We’re back to bust another car audio myth wide open. This article will discuss the myth that DVC subwoofers can handle more power than a single voice coil driver. After some research, it’s clear that consumers seem to think dual voice coil (DVC) subwoofers have the equivalent of two separate voice coil assemblies, allowing them to handle twice as much power as an SVC design. That’s not the case, so let’s explain how it all works.

Subwoofers and Voice Coils

Almost all car audio speakers use what’s known as a moving coil design. These speakers include everything from a 0.5-inch tweeter to a 3-inch midrange, a 6-inch woofer or an 18-inch subwoofer. In a moving coil speaker, the current passing through a voice coil winding causes the cone assembly to push away from or pull toward a fixed magnet.

The amount of current that passes through the voice coil determines the strength of the magnetic field around the voice coil winding. A stronger magnetic field moves the voice coil farther. In most cases, the limit regarding speaker cone travel depends on the selection of suspension components. The spider and cone surround should prevent the voice coil former from smashing into the back of the motor assembly. There’s only a surround in a tweeter, but excursion requirements are minimal.

All moving coil speakers are surprisingly inefficient. On the high side, maybe 2% of the energy from the amplifier is converted into sound, though it’s usually well under 1%. The rest of the energy heats the voice coil. So, if we send 100 watts of power to a subwoofer, the voice coil becomes a 99-watt heater. This wasted heat energy is why coils rated for more power are larger in diameter, taller or have more layers. The added mass allows the coil to absorb more heat energy.

Speaker Voice Coil Construction

The image below will serve as our basis for understanding how a voice coil works. Every voice coil starts with a former. The former material might be anodized aluminum, Kapton, fiberglass, stainless steel or paper. These tubes aren’t much different from what you’d find at the core of a roll of paper towels. The technician building the voice coil will wind a conductor made of copper or copper-clad aluminum around the former. It’s worth noting that more resistance can be a good thing in this instance, so copper isn’t always the best material choice. The technician winds the conductor onto the former to create a voice coil winding of a specific length and number of layers.

DVC Subwoofer
Our rendering of a speaker voice coil with one winding.

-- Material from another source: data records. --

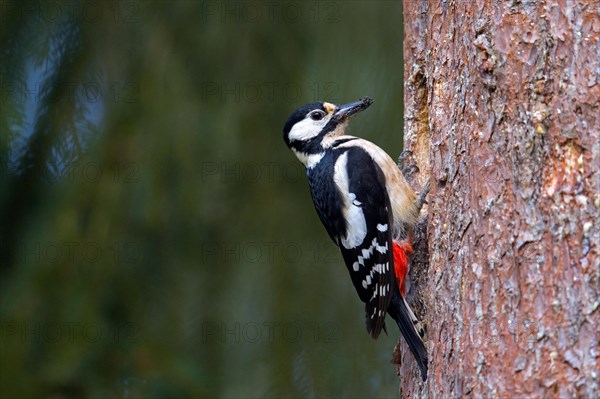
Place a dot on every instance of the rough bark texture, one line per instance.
(502, 114)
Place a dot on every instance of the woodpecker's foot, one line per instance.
(402, 157)
(421, 200)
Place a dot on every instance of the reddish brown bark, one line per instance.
(502, 114)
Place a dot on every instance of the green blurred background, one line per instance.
(157, 237)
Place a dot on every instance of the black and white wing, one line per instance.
(364, 236)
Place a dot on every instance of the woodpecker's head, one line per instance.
(306, 128)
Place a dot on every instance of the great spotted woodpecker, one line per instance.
(368, 209)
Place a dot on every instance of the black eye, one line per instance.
(317, 115)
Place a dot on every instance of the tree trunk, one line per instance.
(502, 115)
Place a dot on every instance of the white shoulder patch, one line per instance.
(357, 225)
(309, 160)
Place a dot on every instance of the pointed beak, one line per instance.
(346, 110)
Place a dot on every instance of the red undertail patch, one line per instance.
(401, 252)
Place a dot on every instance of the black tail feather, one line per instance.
(402, 315)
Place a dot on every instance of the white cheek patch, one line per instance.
(357, 225)
(307, 129)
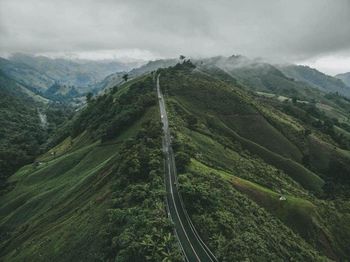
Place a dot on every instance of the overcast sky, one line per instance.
(314, 32)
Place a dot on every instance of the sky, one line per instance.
(312, 32)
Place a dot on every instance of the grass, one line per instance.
(61, 205)
(297, 213)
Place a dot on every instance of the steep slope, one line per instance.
(38, 73)
(345, 77)
(99, 194)
(316, 79)
(26, 120)
(117, 78)
(232, 179)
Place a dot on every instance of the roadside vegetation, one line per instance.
(230, 170)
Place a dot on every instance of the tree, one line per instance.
(125, 77)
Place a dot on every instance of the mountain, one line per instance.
(26, 120)
(345, 77)
(117, 78)
(97, 195)
(316, 79)
(263, 173)
(39, 73)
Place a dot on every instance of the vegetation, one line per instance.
(232, 170)
(22, 133)
(94, 200)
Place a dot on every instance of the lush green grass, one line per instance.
(92, 200)
(232, 165)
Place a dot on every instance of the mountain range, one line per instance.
(262, 155)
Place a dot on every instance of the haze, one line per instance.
(314, 32)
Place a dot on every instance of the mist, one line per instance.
(294, 31)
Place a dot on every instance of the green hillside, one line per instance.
(238, 155)
(99, 194)
(22, 133)
(262, 178)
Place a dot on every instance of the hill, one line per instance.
(345, 77)
(39, 73)
(262, 178)
(26, 120)
(316, 79)
(229, 170)
(98, 194)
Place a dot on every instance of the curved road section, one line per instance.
(192, 246)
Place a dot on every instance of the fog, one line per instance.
(295, 31)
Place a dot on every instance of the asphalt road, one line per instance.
(193, 247)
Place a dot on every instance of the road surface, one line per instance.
(192, 246)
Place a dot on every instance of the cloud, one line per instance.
(287, 30)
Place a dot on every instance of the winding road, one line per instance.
(193, 247)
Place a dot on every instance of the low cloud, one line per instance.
(284, 30)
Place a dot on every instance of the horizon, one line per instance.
(316, 33)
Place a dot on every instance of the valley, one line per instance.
(183, 159)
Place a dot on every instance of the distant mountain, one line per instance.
(345, 77)
(253, 170)
(41, 72)
(117, 78)
(316, 79)
(253, 74)
(26, 120)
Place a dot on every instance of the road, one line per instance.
(193, 247)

The image shown above represents a voice coil with a single winding. You’d find this in most moving coil speakers like tweeters, midrange drivers, woofers and many subwoofers. As there is a single conductor, the exposed voice coil wires connect to a pair of tinsel leads, which connect to the terminals on the speaker chassis or frame. These terminals have positive and negative labels applied. If a technician applies a DC voltage to the corresponding terminals in the same polarity as the labels, the speaker cone will move outward, away from the motor.

What Are DVC Subwoofers?

The technician will start winding two conductors instead of one to create a voice coil assembly with dual windings. As the former spins, the windings lay side by side. The total length of the winding and the number of layers are the same as if there were only one conductor. Put another way, DVC subwoofers have the same amount of copper as if it were an SVC design.

DVC Subwoofer
Illustrating a speaker voice coil assembly with dual windings. The color changes show two different conductors and not two materials.

A Bit of Simple Math

Let’s assume that in the SVC coil assembly, the former has a diameter of 2 inches, and the winding is 3 inches tall. The circumference of the winding is 6.28 inches. If wound with 20 AWG wire with a diameter of 0.0254 inch, there would be a total of 118 wraps for a length of about 742 inches. If we calculate the total resistance of the wire, it comes out to 0.997 ohm.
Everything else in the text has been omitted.